|
|
|
|
|
by menaerus
483 days ago
|
|
Re-computing everything every time is the worst-case scenario and which is why I included it in the example (1k tokens). In that case, KV-cache is obviously set to 0 but it is also obvious that it is a much worse alternative than using the KV-cache. Which is pretty much the reason why we have the KV-cache. Therefore the argument about loading the cached tensors doesn't make a difference at all. > It's going to take me some minutes to find out what's wrong in this napkin math. I am sure you will. Please don't be so entitled. |
|
Sorry, what? Who the fuck in this world runs decode without k/v cache??! If you run without k/v cache you are basically doing prefill for every token you generate and that's not what we called "decode". That's what we called "prefill".
k/v cache, while named "cache", is a lot more important than what people would perceive as a "cache". It's the essential part of the algorithm. If you lose your k/v cache you must run prefill again. If you run prefill for every token you generate it's not O(n^2), it's going to be O(n^3).
And yeah, you can run prefill 1000 times to generate a 1000 tokens output. Or you can run prefill once and with the persisted k/v cache run decode 1000 times.

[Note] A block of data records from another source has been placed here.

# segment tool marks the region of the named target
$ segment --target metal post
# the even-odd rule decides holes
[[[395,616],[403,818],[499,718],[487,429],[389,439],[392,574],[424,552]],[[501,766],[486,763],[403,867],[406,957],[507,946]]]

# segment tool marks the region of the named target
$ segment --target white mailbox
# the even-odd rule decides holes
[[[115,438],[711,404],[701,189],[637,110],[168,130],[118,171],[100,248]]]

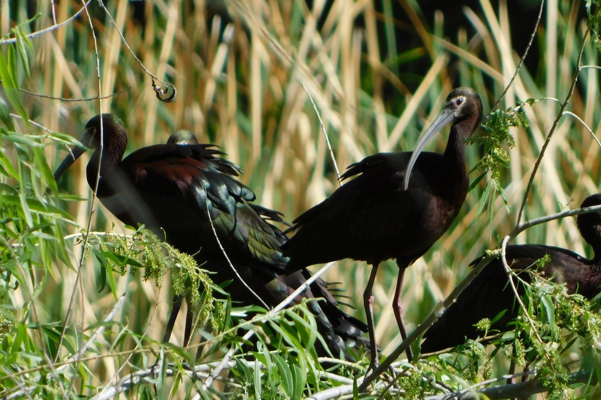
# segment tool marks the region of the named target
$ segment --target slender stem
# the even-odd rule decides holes
[[[524,216],[524,210],[526,208],[526,204],[528,202],[528,195],[530,194],[530,191],[532,190],[532,185],[534,183],[534,177],[536,176],[536,172],[538,170],[538,167],[540,166],[540,164],[543,160],[543,157],[545,156],[545,153],[547,150],[547,147],[549,147],[549,144],[551,141],[551,137],[553,136],[553,133],[555,132],[555,129],[557,127],[557,125],[559,123],[560,120],[563,117],[564,112],[566,111],[566,108],[567,107],[568,104],[570,103],[570,100],[572,98],[572,95],[574,94],[574,89],[576,88],[576,83],[578,80],[578,74],[580,73],[581,68],[580,63],[582,59],[582,54],[584,52],[584,46],[587,42],[587,37],[591,32],[591,27],[589,26],[586,31],[584,32],[584,36],[582,38],[582,41],[581,43],[580,50],[578,52],[578,59],[576,61],[576,70],[574,73],[574,77],[572,80],[572,85],[570,86],[570,89],[568,91],[567,95],[566,96],[566,100],[561,104],[560,107],[560,111],[557,113],[557,117],[555,118],[555,121],[553,121],[553,125],[551,126],[551,129],[549,131],[549,133],[547,135],[547,138],[545,141],[545,143],[543,144],[543,147],[540,149],[540,153],[538,154],[538,157],[536,160],[536,162],[534,163],[534,167],[532,169],[532,173],[530,174],[530,179],[528,181],[528,186],[526,187],[526,190],[524,191],[523,199],[522,201],[522,205],[520,207],[520,211],[517,214],[517,222],[516,225],[516,228],[519,227],[522,224],[522,221],[523,220]]]

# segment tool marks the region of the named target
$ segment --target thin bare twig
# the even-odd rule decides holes
[[[328,136],[328,133],[326,132],[326,128],[323,126],[323,121],[322,121],[322,116],[319,114],[319,111],[317,110],[317,106],[315,105],[315,102],[313,101],[313,98],[311,96],[311,93],[305,87],[305,83],[300,83],[300,86],[307,92],[308,96],[309,96],[309,100],[311,100],[311,103],[313,105],[313,109],[315,110],[315,114],[317,115],[317,118],[319,119],[319,124],[322,126],[322,132],[323,132],[323,137],[326,138],[326,145],[328,146],[328,150],[330,152],[330,158],[332,159],[332,162],[334,165],[334,170],[336,171],[336,180],[338,183],[338,186],[340,186],[341,183],[340,182],[340,171],[338,168],[338,164],[336,163],[336,157],[334,157],[334,152],[332,150],[332,145],[330,144],[330,138]]]
[[[591,29],[591,28],[590,26],[588,26],[587,28],[587,30],[584,32],[584,35],[582,37],[582,41],[580,45],[580,49],[578,52],[578,58],[576,64],[576,70],[574,73],[574,76],[572,80],[572,85],[570,86],[570,89],[568,91],[568,93],[566,96],[566,100],[564,100],[564,102],[560,107],[560,111],[557,114],[557,117],[555,118],[555,121],[553,121],[553,125],[551,126],[551,128],[549,131],[549,133],[547,135],[547,138],[545,139],[542,147],[541,147],[540,153],[538,154],[538,157],[537,158],[536,162],[534,163],[534,166],[532,168],[532,173],[530,174],[530,179],[528,180],[528,186],[526,186],[526,190],[524,191],[524,196],[522,201],[522,205],[520,206],[520,211],[517,214],[517,222],[516,225],[516,228],[520,226],[522,223],[522,221],[523,219],[524,211],[526,208],[526,204],[528,202],[528,198],[530,194],[530,191],[532,190],[532,185],[534,184],[534,177],[536,176],[536,172],[538,171],[538,167],[540,166],[540,164],[542,162],[543,156],[545,156],[545,153],[547,150],[547,147],[549,147],[549,144],[551,141],[551,138],[553,136],[553,133],[555,132],[555,129],[557,127],[557,125],[559,124],[560,120],[563,116],[563,113],[566,110],[566,108],[567,107],[567,105],[570,102],[570,99],[572,98],[572,96],[574,94],[574,89],[576,88],[576,83],[578,80],[578,74],[580,73],[580,63],[582,61],[582,54],[584,52],[584,46],[587,43],[587,37],[590,33]]]
[[[56,29],[58,29],[59,28],[61,28],[61,26],[64,26],[65,25],[67,25],[71,23],[73,20],[75,20],[76,18],[79,16],[79,15],[84,11],[84,10],[86,10],[87,8],[88,5],[91,2],[92,0],[88,0],[87,2],[84,2],[84,6],[78,10],[76,13],[71,16],[70,18],[66,19],[63,22],[57,24],[56,23],[56,20],[55,20],[54,21],[55,23],[52,26],[48,26],[47,28],[44,28],[43,29],[40,29],[39,31],[36,31],[35,32],[34,32],[32,33],[30,33],[29,35],[26,35],[25,37],[26,37],[28,39],[31,39],[34,37],[37,37],[38,36],[43,35],[45,33],[47,33],[49,32],[52,32],[53,31],[55,31]],[[8,44],[9,43],[15,43],[16,42],[17,42],[17,38],[15,37],[12,37],[8,39],[0,40],[0,44]]]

Tradeoff has to be made here but it simply makes no sense to drop a k/v cache in the middle of generating a response, as your number shows, recomputing is guaranteed to be slower than loading k/v cache.
> Please don't be so entitled.
When someone came up with a wrong number, I try to be nice and run the numbers myself and figure out why someone would end up with such a number and point out the specific mistake, instead of dumping a page of my own calculation. It's usually just a missing factor somewhere. Guess I shouldn't be so nice to retards who keep insisting that you can be fine without k/v cache during decoding. Also in this case I admit I failed to have a theory on why your number is so off because giving out prefill numbers and claiming it's decode isn't in my book.
Yeah, I know this sounds extremely mean, feel free to downvote, but I hope readers can feel my frustration now.